「僕が今現役でいられるのも拓也のおかげ」…ともに成長し、刺激し合った日々
感謝してもしきれない存在だ。ソフトバンクの東浜巨投手が振り返ったのは、巨人にFA移籍することが決まった甲斐拓也捕手との日々だ。「拓也のおかげ」――。多くの投手から絶対的な信頼を寄せられてきた正捕手がチームを去ることになった。
「ちょうど(甲斐が)1軍に出始めた時くらいからバッテリーを組んでいるので。今のピッチャー陣の中では、拓也と組んでいる歴は僕が1番長いと思います」。東浜は甲斐との関係性の深さを“自負”する。
2017年4月2日のロッテ戦、プロ7年目にして初めてスタメンマスクをかぶった甲斐と“1軍初バッテリー”を組んだのも東浜だった。16勝を挙げて最多勝のタイトルを獲ったのもこの年。2022年にノーヒットノーランの快挙を成し遂げた際には「拓也のリードが僕の中では大きい。拓也ととったノーヒットノーランだと思います」と言い切った。右腕が笑顔を見せる時には、いつも隣に“相棒”がいた。だからこそ、野球人生で大きな決断を下した後輩にこんな言葉を口にした。
「僕の節目となる時には必ず拓也がいた」
右腕はマウンドに上がる度、甲斐のためにも、甲斐とともに勝ちたかった。「どんな時でもピッチャーの味方でいてくれる。僕らが打たれた時でも、拓也が(責任を)背負ってくれるところが大きかったんです。だから、そのリードにずっと応えないといけないという思いで投げていました」。投手の力量不足やミスで敗戦しても、甲斐はいつだって現実から目を背けることはなかった。
ともに過ごした日々は、一言では表せない。「思い出はありすぎて……。もちろん、全部が思い出です」。2010年に高卒で育成入団した甲斐と、2012年のドラフト1位で指名され、鳴り物入りでホークス入りした東浜。寮生時代には時折会話をしたり、ファームの試合でバッテリーを組んだりしたこともあった。
甲斐は3年目オフに支配下選手登録され、翌2014年に初めて1軍昇格。徐々に接点も増えてきた2017年、「拓也がちょうどレギュラーで出始めの時に、僕と千賀(滉大)がバッテリーを組むところからスタートしました。当時、工藤(公康)監督とコーチから『東浜と千賀は拓也と一緒にセットで組ませるからよろしくな』って言われたのは、今でも覚えていますね」と思い返す。
1軍初バッテリーから深まった2人の絆。東浜は「僕らもまだ駆け出しの時だったので、(自分が甲斐を)育てたとかそういうのじゃなくて。もう本当に一緒にやってきたし、一緒に成長してきた。刺激し合ってきたという感覚です」。ともに歩んできたことを改めて噛み締める。

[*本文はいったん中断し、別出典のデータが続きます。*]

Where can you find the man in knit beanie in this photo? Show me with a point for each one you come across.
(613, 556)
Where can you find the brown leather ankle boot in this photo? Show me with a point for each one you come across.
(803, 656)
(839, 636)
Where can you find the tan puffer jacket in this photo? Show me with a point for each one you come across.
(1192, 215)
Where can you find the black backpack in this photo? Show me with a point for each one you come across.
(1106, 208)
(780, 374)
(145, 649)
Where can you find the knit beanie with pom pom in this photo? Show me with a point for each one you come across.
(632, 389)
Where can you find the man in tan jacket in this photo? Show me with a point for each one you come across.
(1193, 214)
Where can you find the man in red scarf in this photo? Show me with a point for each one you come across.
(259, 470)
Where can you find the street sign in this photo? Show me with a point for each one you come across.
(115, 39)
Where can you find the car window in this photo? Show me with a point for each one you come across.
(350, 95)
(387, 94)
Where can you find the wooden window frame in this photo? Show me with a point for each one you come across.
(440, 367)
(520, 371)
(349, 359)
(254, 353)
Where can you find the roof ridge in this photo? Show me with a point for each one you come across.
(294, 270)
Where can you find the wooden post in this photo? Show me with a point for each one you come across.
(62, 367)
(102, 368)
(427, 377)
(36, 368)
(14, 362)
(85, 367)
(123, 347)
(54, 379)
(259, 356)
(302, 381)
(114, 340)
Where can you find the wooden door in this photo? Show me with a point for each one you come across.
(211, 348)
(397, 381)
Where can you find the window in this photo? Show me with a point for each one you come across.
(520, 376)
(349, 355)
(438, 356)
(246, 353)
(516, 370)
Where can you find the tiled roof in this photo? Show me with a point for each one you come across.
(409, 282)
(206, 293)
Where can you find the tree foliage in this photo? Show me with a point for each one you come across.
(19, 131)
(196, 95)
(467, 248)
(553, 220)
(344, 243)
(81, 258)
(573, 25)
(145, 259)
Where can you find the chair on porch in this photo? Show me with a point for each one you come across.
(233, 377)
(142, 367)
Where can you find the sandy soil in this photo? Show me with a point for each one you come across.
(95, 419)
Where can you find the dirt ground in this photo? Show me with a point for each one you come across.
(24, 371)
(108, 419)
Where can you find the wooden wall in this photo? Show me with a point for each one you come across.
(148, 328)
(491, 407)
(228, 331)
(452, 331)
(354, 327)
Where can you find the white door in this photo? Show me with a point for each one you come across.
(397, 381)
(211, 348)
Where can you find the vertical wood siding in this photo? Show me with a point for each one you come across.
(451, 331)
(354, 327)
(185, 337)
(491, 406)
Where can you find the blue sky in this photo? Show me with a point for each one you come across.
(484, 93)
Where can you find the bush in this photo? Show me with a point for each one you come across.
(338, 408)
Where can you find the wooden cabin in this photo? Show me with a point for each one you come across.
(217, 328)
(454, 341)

移籍発表前夜の16日には甲斐から着信があったが、すでに寝ていて電話を取れなかった。翌朝、改めて受話器越しに会話した。「いろいろ考えて移籍することになりました」。甲斐からの報告を受けた東浜は、「もう『ありがとう』しかないですよ。もうその一言に尽きると思いますし、本当に『僕が今こうやって現役でやっていられるのも、拓也のおかげだから』っていうのは伝えました」と微笑んだ。
「別のチームに行くのは寂しいですけど、彼ならそのままでいてくれるだろうし。あれだけ対戦相手のことを見ながら、データを研究しているキャッチャーも見たことないので。そういったところでは、今まで受けてもらったピッチャーは全員感謝していると思いますよ。キャッチャーとして、選手として、尊敬できるところです」。2学年下の後輩への賛辞を惜しまない。
節目には必ずそばにいてくれた存在。「拓也のおかげで今の僕がある。そこはやっぱり感謝してもしきれない。一緒に成長しつつも、すごい選手になったなと思います」。東浜は育成入団からチームの正捕手、そして日本代表にまで駆け上がり、さらなる挑戦を決断した仲間を誇らしそうに讃えながら、寂しさも隠さなかった。次はきっと最高の舞台で再会してくれるはず。甲斐への感謝を胸に、右腕は13年目の来季へ向けて黙々と汗を流していた。